After public outrage exploded over Dao’s treatment, United announced 10 new rules, including a vow to never use police to force a seated passenger out of a plane, except for safety and security reasons.
Southwest Airlines subsequently said it would stop overbooking its flights, a practice most airlines use to respond to a small percentage of passengers who fail to show up for reserved seats.
Among other changes, United and Delta have said they will increase to $10,000 the maximum compensation offered to a passenger to voluntarily give up a seat on an overbooked flight.
If you want to keep treating us this way, fine. But there will come a day when Congress won’t accept it anymore on behalf of the American people.
United Airlines Chief Executive Oscar Munoz, United President Scott Kirby and executives from American Airlines, Alaska Airlines, Southwest Airlines and an aviation consultant from Consumers Union attended Tuesday’s hearing and spoke as witnesses.
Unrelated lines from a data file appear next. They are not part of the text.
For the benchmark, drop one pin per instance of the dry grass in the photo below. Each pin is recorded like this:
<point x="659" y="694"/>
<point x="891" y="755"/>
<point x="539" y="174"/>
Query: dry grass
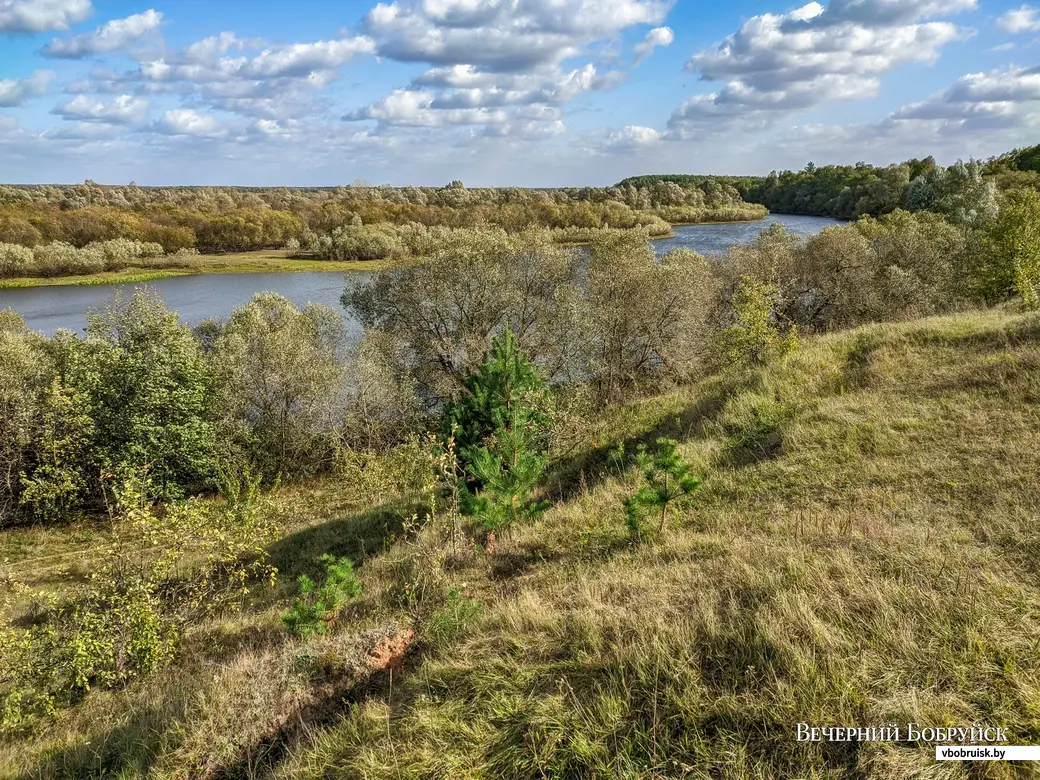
<point x="865" y="550"/>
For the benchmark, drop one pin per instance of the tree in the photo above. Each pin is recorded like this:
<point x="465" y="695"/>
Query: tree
<point x="474" y="283"/>
<point x="280" y="372"/>
<point x="756" y="336"/>
<point x="669" y="478"/>
<point x="645" y="319"/>
<point x="149" y="393"/>
<point x="959" y="192"/>
<point x="1010" y="263"/>
<point x="500" y="425"/>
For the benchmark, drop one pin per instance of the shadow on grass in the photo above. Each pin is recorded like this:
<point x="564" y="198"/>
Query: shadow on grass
<point x="128" y="750"/>
<point x="357" y="536"/>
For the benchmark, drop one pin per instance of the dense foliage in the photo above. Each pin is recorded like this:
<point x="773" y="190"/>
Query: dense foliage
<point x="961" y="191"/>
<point x="499" y="424"/>
<point x="356" y="223"/>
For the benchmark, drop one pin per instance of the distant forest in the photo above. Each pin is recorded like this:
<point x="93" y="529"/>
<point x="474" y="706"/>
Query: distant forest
<point x="850" y="191"/>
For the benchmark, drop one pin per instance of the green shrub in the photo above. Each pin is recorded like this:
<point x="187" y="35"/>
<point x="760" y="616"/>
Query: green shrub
<point x="756" y="336"/>
<point x="162" y="570"/>
<point x="317" y="606"/>
<point x="668" y="481"/>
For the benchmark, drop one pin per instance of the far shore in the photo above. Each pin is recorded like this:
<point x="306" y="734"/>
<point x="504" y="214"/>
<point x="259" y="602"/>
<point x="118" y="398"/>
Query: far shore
<point x="261" y="261"/>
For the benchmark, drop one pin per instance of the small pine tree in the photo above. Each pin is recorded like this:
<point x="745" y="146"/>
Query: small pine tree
<point x="669" y="478"/>
<point x="755" y="337"/>
<point x="500" y="423"/>
<point x="317" y="605"/>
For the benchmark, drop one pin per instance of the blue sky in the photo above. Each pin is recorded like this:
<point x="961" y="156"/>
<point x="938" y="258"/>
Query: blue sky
<point x="528" y="93"/>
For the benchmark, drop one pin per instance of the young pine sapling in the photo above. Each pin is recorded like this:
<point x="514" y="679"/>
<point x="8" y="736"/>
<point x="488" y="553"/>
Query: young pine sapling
<point x="669" y="479"/>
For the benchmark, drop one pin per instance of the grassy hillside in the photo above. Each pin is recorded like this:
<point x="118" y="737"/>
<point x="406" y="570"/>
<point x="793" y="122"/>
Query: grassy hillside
<point x="864" y="550"/>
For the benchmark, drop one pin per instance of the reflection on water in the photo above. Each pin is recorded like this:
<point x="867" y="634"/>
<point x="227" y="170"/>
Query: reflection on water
<point x="708" y="238"/>
<point x="201" y="296"/>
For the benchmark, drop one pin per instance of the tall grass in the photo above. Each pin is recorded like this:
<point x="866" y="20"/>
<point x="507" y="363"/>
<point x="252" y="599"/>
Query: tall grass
<point x="863" y="551"/>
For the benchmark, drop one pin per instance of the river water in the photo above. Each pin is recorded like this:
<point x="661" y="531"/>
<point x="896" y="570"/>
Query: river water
<point x="197" y="297"/>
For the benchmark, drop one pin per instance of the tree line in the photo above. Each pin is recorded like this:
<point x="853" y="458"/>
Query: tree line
<point x="218" y="219"/>
<point x="851" y="191"/>
<point x="280" y="390"/>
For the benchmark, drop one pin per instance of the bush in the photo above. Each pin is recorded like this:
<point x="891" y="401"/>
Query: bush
<point x="161" y="571"/>
<point x="757" y="335"/>
<point x="1010" y="258"/>
<point x="318" y="606"/>
<point x="280" y="375"/>
<point x="16" y="261"/>
<point x="453" y="617"/>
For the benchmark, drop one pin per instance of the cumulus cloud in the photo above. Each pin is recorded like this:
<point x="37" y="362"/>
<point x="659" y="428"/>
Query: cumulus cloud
<point x="656" y="36"/>
<point x="631" y="138"/>
<point x="492" y="57"/>
<point x="778" y="62"/>
<point x="1025" y="19"/>
<point x="123" y="110"/>
<point x="187" y="122"/>
<point x="39" y="16"/>
<point x="995" y="100"/>
<point x="501" y="35"/>
<point x="110" y="37"/>
<point x="411" y="108"/>
<point x="243" y="76"/>
<point x="16" y="93"/>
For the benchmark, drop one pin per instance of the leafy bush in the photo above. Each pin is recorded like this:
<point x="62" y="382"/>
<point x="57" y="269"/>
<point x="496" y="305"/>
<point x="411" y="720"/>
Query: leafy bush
<point x="669" y="479"/>
<point x="1010" y="261"/>
<point x="757" y="335"/>
<point x="317" y="606"/>
<point x="160" y="571"/>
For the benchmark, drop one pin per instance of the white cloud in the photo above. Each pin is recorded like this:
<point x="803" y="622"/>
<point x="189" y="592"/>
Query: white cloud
<point x="631" y="138"/>
<point x="296" y="60"/>
<point x="123" y="110"/>
<point x="656" y="36"/>
<point x="502" y="35"/>
<point x="187" y="122"/>
<point x="490" y="55"/>
<point x="110" y="37"/>
<point x="1025" y="19"/>
<point x="412" y="108"/>
<point x="18" y="92"/>
<point x="39" y="16"/>
<point x="776" y="63"/>
<point x="1002" y="99"/>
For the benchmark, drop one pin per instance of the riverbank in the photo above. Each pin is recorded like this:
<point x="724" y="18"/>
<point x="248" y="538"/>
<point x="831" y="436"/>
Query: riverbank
<point x="267" y="261"/>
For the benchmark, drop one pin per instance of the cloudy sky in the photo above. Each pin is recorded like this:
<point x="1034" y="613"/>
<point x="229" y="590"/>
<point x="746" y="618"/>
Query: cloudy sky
<point x="530" y="93"/>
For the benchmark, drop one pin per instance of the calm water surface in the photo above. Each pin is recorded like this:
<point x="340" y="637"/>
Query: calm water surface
<point x="206" y="295"/>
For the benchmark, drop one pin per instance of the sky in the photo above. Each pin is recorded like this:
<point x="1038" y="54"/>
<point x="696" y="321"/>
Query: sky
<point x="503" y="93"/>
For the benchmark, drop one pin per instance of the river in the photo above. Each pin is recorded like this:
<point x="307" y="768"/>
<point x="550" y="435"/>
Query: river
<point x="197" y="297"/>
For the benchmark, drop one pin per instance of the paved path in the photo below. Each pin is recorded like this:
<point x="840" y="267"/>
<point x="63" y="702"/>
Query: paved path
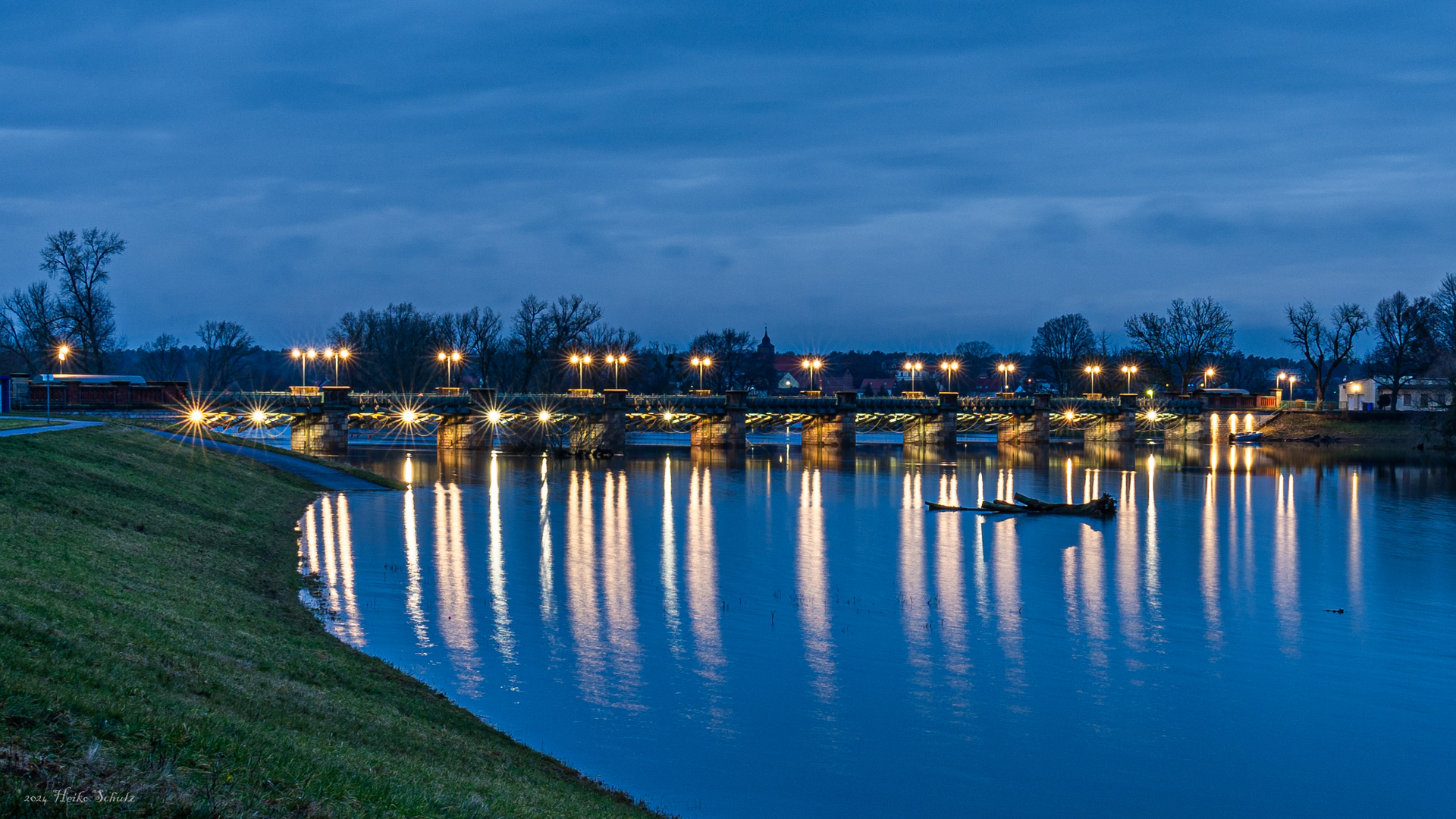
<point x="327" y="477"/>
<point x="33" y="430"/>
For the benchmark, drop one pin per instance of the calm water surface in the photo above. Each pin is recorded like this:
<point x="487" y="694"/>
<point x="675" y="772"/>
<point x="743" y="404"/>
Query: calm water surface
<point x="786" y="635"/>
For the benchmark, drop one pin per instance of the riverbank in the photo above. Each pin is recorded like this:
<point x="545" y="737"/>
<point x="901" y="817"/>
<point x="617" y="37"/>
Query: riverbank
<point x="153" y="649"/>
<point x="1394" y="430"/>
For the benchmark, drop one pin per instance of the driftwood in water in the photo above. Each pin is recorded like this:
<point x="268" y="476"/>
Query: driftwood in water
<point x="1104" y="506"/>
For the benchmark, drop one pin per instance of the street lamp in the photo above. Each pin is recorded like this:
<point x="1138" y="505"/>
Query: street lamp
<point x="701" y="365"/>
<point x="303" y="362"/>
<point x="1006" y="371"/>
<point x="617" y="366"/>
<point x="915" y="369"/>
<point x="811" y="365"/>
<point x="948" y="368"/>
<point x="453" y="357"/>
<point x="582" y="369"/>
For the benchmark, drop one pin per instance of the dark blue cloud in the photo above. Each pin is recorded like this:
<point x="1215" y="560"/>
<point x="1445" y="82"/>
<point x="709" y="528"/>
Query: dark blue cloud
<point x="858" y="174"/>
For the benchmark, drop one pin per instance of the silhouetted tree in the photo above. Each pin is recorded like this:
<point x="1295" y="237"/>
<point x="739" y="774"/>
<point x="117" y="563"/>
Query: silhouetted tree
<point x="80" y="268"/>
<point x="162" y="359"/>
<point x="1193" y="335"/>
<point x="1324" y="347"/>
<point x="1062" y="346"/>
<point x="30" y="321"/>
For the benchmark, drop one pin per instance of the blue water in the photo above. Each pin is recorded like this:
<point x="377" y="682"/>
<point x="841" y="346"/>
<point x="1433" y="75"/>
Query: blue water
<point x="783" y="637"/>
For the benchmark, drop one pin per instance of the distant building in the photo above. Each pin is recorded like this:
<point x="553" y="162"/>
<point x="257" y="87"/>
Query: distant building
<point x="1417" y="394"/>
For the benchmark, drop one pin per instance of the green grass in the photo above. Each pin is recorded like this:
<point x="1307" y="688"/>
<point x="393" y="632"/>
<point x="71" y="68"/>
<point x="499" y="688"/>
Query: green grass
<point x="24" y="423"/>
<point x="153" y="646"/>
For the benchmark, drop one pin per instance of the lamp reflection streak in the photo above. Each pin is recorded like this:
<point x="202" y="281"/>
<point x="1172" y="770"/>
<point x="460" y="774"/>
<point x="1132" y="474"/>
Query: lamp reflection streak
<point x="913" y="607"/>
<point x="582" y="588"/>
<point x="670" y="602"/>
<point x="414" y="589"/>
<point x="617" y="564"/>
<point x="949" y="575"/>
<point x="702" y="575"/>
<point x="813" y="580"/>
<point x="1128" y="573"/>
<point x="1209" y="564"/>
<point x="500" y="605"/>
<point x="1006" y="588"/>
<point x="1286" y="564"/>
<point x="453" y="588"/>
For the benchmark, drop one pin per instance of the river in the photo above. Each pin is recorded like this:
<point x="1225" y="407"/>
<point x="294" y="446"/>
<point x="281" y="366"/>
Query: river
<point x="783" y="634"/>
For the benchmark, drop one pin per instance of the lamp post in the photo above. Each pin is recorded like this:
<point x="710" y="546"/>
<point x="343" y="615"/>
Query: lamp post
<point x="701" y="363"/>
<point x="811" y="365"/>
<point x="617" y="366"/>
<point x="1006" y="371"/>
<point x="915" y="369"/>
<point x="582" y="369"/>
<point x="450" y="359"/>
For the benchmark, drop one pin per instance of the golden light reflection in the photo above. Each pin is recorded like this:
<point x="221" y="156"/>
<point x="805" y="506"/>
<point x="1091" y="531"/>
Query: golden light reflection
<point x="949" y="575"/>
<point x="811" y="561"/>
<point x="1006" y="589"/>
<point x="1128" y="572"/>
<point x="1209" y="564"/>
<point x="618" y="573"/>
<point x="500" y="608"/>
<point x="414" y="589"/>
<point x="915" y="607"/>
<point x="456" y="617"/>
<point x="669" y="564"/>
<point x="702" y="575"/>
<point x="582" y="588"/>
<point x="1286" y="563"/>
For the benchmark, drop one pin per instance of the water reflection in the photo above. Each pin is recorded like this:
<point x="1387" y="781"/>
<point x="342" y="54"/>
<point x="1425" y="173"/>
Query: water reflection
<point x="811" y="564"/>
<point x="672" y="573"/>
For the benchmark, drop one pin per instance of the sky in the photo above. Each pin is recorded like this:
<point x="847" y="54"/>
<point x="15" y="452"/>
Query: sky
<point x="852" y="175"/>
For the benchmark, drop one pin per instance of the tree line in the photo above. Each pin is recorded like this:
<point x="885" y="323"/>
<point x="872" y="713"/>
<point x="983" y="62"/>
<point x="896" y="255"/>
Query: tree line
<point x="529" y="350"/>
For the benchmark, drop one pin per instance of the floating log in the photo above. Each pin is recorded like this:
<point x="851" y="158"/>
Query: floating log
<point x="1104" y="506"/>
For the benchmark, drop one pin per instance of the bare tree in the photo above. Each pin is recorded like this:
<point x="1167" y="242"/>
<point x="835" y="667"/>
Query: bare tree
<point x="30" y="322"/>
<point x="1193" y="335"/>
<point x="1443" y="314"/>
<point x="80" y="265"/>
<point x="481" y="340"/>
<point x="1326" y="349"/>
<point x="162" y="359"/>
<point x="731" y="352"/>
<point x="1062" y="344"/>
<point x="224" y="347"/>
<point x="1404" y="346"/>
<point x="530" y="337"/>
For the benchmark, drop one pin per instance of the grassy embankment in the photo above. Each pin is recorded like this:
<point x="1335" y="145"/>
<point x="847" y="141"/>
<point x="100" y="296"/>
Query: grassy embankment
<point x="1394" y="430"/>
<point x="24" y="423"/>
<point x="152" y="646"/>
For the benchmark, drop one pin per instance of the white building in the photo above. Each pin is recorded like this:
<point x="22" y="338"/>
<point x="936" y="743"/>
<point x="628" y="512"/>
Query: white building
<point x="1417" y="394"/>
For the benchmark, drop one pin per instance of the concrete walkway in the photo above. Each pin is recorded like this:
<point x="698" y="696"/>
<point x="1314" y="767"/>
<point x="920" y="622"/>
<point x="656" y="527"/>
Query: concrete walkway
<point x="33" y="430"/>
<point x="327" y="477"/>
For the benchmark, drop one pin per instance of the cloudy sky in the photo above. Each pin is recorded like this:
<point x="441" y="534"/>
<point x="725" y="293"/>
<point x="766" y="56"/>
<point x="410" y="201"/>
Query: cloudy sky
<point x="849" y="174"/>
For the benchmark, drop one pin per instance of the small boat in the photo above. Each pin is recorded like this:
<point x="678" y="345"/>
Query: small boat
<point x="1104" y="506"/>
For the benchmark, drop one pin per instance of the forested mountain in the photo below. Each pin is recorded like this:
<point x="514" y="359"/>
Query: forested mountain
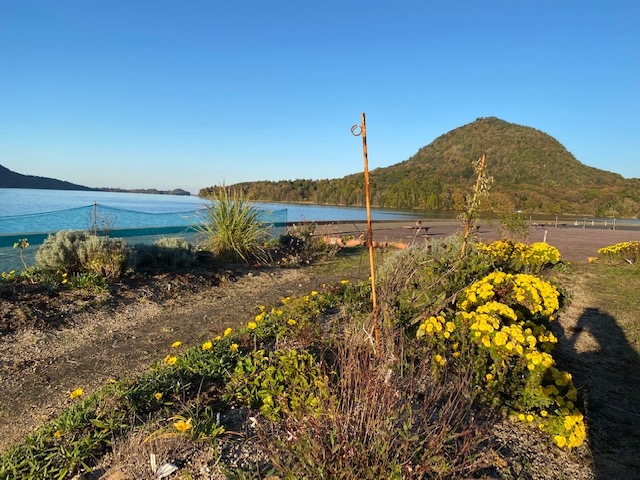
<point x="532" y="172"/>
<point x="10" y="179"/>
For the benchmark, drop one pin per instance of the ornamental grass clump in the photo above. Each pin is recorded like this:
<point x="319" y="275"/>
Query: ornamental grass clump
<point x="232" y="228"/>
<point x="621" y="252"/>
<point x="77" y="251"/>
<point x="520" y="257"/>
<point x="377" y="422"/>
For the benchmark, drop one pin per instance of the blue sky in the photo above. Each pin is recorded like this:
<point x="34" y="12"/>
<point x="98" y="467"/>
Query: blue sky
<point x="167" y="94"/>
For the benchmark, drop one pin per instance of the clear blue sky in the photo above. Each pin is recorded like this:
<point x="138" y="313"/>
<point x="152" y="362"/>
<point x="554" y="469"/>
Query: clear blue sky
<point x="168" y="94"/>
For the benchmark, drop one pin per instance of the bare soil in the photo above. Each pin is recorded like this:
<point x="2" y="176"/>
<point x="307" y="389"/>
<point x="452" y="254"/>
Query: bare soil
<point x="52" y="344"/>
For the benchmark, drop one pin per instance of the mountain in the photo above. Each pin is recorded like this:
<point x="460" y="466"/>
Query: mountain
<point x="9" y="179"/>
<point x="532" y="172"/>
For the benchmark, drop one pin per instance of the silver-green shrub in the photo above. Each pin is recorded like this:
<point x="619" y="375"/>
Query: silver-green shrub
<point x="165" y="253"/>
<point x="61" y="251"/>
<point x="104" y="256"/>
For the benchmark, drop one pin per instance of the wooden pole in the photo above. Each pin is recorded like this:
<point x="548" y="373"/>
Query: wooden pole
<point x="363" y="132"/>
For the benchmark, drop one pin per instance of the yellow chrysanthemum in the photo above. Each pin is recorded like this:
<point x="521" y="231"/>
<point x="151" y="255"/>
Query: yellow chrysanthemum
<point x="182" y="425"/>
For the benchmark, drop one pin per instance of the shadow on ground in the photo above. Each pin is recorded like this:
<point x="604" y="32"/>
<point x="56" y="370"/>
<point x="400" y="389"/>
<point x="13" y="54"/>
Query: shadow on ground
<point x="606" y="371"/>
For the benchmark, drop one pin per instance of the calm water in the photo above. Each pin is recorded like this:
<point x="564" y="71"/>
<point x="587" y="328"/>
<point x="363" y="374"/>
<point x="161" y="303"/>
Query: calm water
<point x="20" y="209"/>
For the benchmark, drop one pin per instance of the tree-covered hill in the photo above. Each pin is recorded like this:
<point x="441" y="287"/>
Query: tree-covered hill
<point x="10" y="179"/>
<point x="532" y="172"/>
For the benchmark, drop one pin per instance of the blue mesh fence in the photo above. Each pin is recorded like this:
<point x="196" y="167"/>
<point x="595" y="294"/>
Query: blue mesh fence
<point x="135" y="226"/>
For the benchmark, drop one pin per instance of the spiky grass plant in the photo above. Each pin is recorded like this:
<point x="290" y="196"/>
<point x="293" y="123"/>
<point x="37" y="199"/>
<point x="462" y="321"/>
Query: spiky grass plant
<point x="232" y="228"/>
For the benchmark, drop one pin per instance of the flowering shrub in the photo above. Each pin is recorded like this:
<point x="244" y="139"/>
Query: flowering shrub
<point x="519" y="256"/>
<point x="627" y="251"/>
<point x="502" y="320"/>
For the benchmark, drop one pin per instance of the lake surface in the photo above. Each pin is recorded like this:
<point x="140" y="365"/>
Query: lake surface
<point x="28" y="210"/>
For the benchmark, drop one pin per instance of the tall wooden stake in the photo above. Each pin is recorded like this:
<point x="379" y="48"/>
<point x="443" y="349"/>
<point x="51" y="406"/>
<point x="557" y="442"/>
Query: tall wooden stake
<point x="363" y="131"/>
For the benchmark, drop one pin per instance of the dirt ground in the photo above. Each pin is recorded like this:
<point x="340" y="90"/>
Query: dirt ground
<point x="51" y="345"/>
<point x="67" y="342"/>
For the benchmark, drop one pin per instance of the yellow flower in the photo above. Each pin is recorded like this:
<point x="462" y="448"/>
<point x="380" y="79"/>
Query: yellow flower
<point x="183" y="426"/>
<point x="560" y="440"/>
<point x="76" y="393"/>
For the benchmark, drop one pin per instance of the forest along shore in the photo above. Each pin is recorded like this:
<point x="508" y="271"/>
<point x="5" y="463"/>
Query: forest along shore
<point x="576" y="244"/>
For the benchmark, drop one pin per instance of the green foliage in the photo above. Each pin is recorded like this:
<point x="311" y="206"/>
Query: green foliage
<point x="503" y="321"/>
<point x="104" y="256"/>
<point x="519" y="257"/>
<point x="171" y="253"/>
<point x="232" y="228"/>
<point x="621" y="252"/>
<point x="61" y="251"/>
<point x="513" y="226"/>
<point x="22" y="244"/>
<point x="278" y="384"/>
<point x="377" y="423"/>
<point x="87" y="281"/>
<point x="84" y="432"/>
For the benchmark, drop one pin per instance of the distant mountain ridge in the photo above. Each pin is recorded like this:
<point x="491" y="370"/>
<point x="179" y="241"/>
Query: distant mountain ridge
<point x="533" y="172"/>
<point x="11" y="179"/>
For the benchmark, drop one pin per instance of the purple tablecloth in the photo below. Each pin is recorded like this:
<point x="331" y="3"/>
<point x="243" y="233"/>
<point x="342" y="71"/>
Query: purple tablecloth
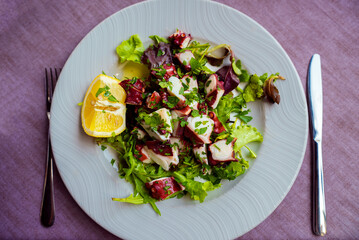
<point x="39" y="34"/>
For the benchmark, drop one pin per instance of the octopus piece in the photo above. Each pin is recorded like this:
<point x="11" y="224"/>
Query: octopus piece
<point x="162" y="188"/>
<point x="153" y="101"/>
<point x="218" y="126"/>
<point x="142" y="154"/>
<point x="199" y="129"/>
<point x="184" y="58"/>
<point x="162" y="154"/>
<point x="200" y="152"/>
<point x="175" y="89"/>
<point x="165" y="71"/>
<point x="163" y="132"/>
<point x="180" y="144"/>
<point x="184" y="111"/>
<point x="202" y="108"/>
<point x="138" y="133"/>
<point x="134" y="89"/>
<point x="214" y="90"/>
<point x="180" y="39"/>
<point x="220" y="152"/>
<point x="190" y="84"/>
<point x="178" y="130"/>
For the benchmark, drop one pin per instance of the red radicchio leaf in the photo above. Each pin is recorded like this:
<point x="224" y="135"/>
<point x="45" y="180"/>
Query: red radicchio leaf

Munoz apologized again for the April incident during his opening statement, saying he was “personally sorry” that his and the airline’s immediate response was “inadequate at that moment.” Shortly after video of the incident surfaced online, Munoz sent a letter to employees in which he described Dao as a “belligerent” customer who “refused to comply” with requests to give up his seat.
“No customer should be treated the way Dr. Dao was, and we understand that,” Munoz said Tuesday. “As CEO, at the end of the day, that’s on me, and this has to be a turning point. We will do better.”
I don’t want to regulate ... but something has got to be done in terms of customer service with some of you airlines.
Rep. Frederica Wilson (D-Fla.) compared the latest United incident to learning that a college fraternity is secretly hazing its members.
“You have people hazing all of the time,” she said. “No one does anything about the hazing until one day it’s exposed on social media.”
Wilson suggested the airlines need to increase and improve the amount of training provided to employees.
Munoz said during the hearing that United would strengthen training in customer service and how to keep complaints and conflicts from escalating.
American Airlines, too, has launched a new service-training program for employees, which will more extensively address how to reduce the intensity of situations, said Kerry Philipovitch, the airline’s senior vice president of customer experience.
“There is no question we can do better, but we have made progress,” she said about the industry’s customer service.
Several representatives criticized the airlines’ lengthy contracts of carriage, and Rep. Peter A. DeFazio (D-Ore.) held up a thick stack of pages that made up airlines’ terms and conditions.
“We need simple language, disclosure and transparency in these contracts of carriage.” he said.
Democrat Eleanor Holmes Norton, the District of Columbia’s delegate to the House, challenged the airlines to boil down customers’ rights in those contracts to a one-page document.
When executives from Alaska Airlines, Southwest Airlines and American Airlines said they would strive to make simpler and shorter contracts, Norton said, “We’re going to hold you all accountable for that.”
When it comes to business ... I expect to see competition solve most of our problems. But essentially, you represent four regional monopolies.
Rep. John Katko (R-N.Y.) harshly criticized the airlines, saying seating is tight, bag fees are too high and loyalty reward points are harder to use.
He noted that the airline industry is collecting near-record profits, and he accused the airline executives at the hearing of caring more about profits than about customers.
“Let’s be honest with ourselves: You would not be here if you were not reacting to a situation,” Katko told the panel of airline executives. “It’s no longer pleasant to fly.”
The congressional hearings came on the same day the U.S. Department of Transportation released data showing the nation’s airlines collected $13.5 billion in net profit in 2016, down from $24.8 billion in 2015. Airline earnings have been under pressure from higher labor costs.
The airlines’ 2016 revenue of $168.2 billion included $4.2 billion from baggage fees and $2.9 billion from reservation change fees. In 2015, revenue was $169 billion, including $3.8 billion from baggage fees and $3 billion from reservation change fees.
Representatives warned the airlines that if customer service did not improve, they could be subjected to a “one-size-fits-all” regulatory policy.
“Seize this opportunity,” said Rep. Bill Shuster (R-Pa.), committee chairman. “Because if you don’t, we’re going to come and you’re not going to like it.
1:55 p.m.: This article was updated to include more details from the hearing.